Werden da Erinnerungen wach?

Es tobte der Krieg, und ich half in einem Provinzspital in Kontum im Norden als Militär-Anästhesist. Mutiges Handeln bei mangelhafter Infrastruktur war gefragt. Dies eröffnete mir aber auch neue Erkenntnisse in der Medizin. Zustände, wie ich sie dort vorgefunden habe, sind in unserer westlichen Welt eigentlich unvorstellbar. Das Land war vermint und fast täglich wurden Minenverletzte eingeliefert. Ein für mich prägendes Erlebnis mit zugleich schönem Ausgang war die Rettung einer jungen, hochschwangeren Vietnamesin. Die Frau wurde nachts angeschossen und erlitt einen Einschuss in ihren grossen Bauch, die Kugel trat jedoch nicht aus.
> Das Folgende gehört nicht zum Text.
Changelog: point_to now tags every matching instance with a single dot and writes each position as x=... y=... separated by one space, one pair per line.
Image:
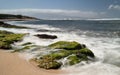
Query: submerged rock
x=45 y=36
x=73 y=51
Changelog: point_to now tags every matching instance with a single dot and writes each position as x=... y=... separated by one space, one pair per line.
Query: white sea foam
x=105 y=49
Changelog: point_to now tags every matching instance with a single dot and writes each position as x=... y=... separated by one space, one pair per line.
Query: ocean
x=101 y=36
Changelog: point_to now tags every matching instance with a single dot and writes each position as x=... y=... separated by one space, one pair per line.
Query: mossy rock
x=27 y=43
x=66 y=45
x=5 y=45
x=8 y=38
x=48 y=63
x=74 y=60
x=73 y=51
x=57 y=55
x=87 y=52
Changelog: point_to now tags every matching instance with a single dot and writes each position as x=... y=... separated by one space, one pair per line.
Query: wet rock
x=66 y=45
x=73 y=51
x=45 y=36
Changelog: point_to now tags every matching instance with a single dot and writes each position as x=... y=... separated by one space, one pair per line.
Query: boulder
x=66 y=45
x=45 y=36
x=73 y=51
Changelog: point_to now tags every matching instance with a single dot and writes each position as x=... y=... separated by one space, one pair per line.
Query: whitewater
x=102 y=37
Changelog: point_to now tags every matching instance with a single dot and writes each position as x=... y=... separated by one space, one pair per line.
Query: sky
x=62 y=9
Es galt, bei schlechten Lichtverhältnissen die Bauchhöhle zu revidieren und die verletzte Gebärmutter zu verschliessen. Da kein Blut zur Verfügung stand und wir nicht wussten, wie weit fortgeschritten die Schwangerschaft war, entschlossen wir uns, nur die Wunde zu versorgen, was recht gut gelang. Die Frau wurde auf die Pflegestation gebracht und mit Infusionen und Antibiotika versorgt. Zwei Tage nach der Operation gebar die Frau einen lebensfähigen, mageren Knaben mit einer Kugel im Körper, knapp über seinem rechten Schulterblatt. Ich konnte sie entfernen und die Wunde mit wenigen Stichen verschliessen. Nach wenigen Wochen konnten wir die Mutter und das Baby aus dem Spital entlassen.

Wie ging es nach deiner erneuten Heimkehr weiter?
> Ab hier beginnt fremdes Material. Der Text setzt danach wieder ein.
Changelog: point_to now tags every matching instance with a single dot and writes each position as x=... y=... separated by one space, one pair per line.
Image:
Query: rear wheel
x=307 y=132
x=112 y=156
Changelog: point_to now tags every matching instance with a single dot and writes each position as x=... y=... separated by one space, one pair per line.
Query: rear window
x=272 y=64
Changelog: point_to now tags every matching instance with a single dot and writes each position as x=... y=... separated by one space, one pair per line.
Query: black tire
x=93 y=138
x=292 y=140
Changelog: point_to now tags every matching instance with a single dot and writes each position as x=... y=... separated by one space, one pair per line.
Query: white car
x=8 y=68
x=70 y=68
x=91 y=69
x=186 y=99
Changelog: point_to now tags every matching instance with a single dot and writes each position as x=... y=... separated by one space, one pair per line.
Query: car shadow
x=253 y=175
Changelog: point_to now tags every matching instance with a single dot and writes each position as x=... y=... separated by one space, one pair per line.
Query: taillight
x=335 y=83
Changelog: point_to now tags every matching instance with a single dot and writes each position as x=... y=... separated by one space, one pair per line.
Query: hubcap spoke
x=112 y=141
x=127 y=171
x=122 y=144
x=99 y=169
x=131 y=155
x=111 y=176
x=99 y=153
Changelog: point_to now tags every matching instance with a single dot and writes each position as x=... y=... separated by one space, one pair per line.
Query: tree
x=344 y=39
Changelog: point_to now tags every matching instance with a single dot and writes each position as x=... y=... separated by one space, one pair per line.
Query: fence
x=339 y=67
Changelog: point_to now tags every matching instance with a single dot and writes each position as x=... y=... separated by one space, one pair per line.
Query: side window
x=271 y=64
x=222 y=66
1972 wurde ich zum Chefarzt im Spital Wetzikon gewählt und ich begann meine Arbeit im August 1973. Im Dezember 1975 bezogen wir unser eigenes Haus an der Eggstrasse in Wetzikon. Rund 23 Jahre war ich im Spital tätig. Du warst lange Chefarzt im Spital Wetzikon. Wie bewertest du die aktuelle Situation des GZO? Dass es so weit kommen konnte, ist für mich unverständlich und grob fahrlässig. Der Verwaltungsrat hat einen schlechten Job gemacht. Natürlich beschäftigt mich die aktuelle Situation. Wetzikon braucht ein Spital. Es müssen Synergien mit anderen Spitälern gesucht werden. Die Fusion mit Uster unter einer Verwaltung ist dringend. Das Einzugsgebiet im Zürcher Oberland ist riesig und wird sich rasant entwickeln. Ich habe die Hoffnung, dass unter der neuen Leitung mit Hansjörg Herren gute Entscheidungen getroffen werden.
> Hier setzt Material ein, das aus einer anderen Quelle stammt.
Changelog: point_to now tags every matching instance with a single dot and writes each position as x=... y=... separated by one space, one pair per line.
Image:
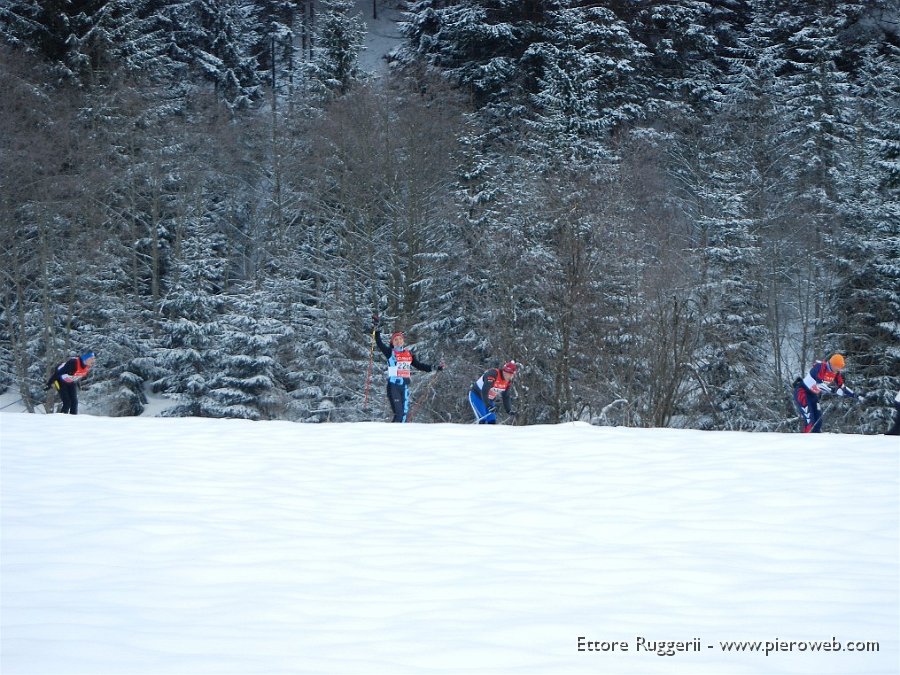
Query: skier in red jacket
x=66 y=377
x=493 y=383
«Zustände, wie ich sie dort vorgefunden habe, sind in unserer westlichen Welt eigentlich unvorstellbar.»
Jakob Gysel

Was erfreut dich im Leben?

Unsere Familie mit fünf lieben, erfolgreichen Kindern und deren Familien. Der liebenswürdige und humorvolle Umgang bei Familientreffen bereitet mir immer Freude. In zweiter Ehe bin ich mit Ruth Brandenberger glücklich verheiratet. Während fünfzig Jahren im SAC durfte ich die herrliche Bergwelt kennenlernen, inklusive Matterhorn und Kilimandscharo. Auch verbrachte ich viele Stunden auf dem Rücken unseres Pferdes.

Was wünschst du dir für die Zukunft von Wetzikon?

Eine langsamere Entwicklung, damit die Verwaltung nicht den Anschluss verliert. Ich wünschte mir ein anderes Stadtbild, diese «Wohnkasernen» passen nicht in diese Stadt. Aber noch immer gefällt es uns sehr hier im Oberland.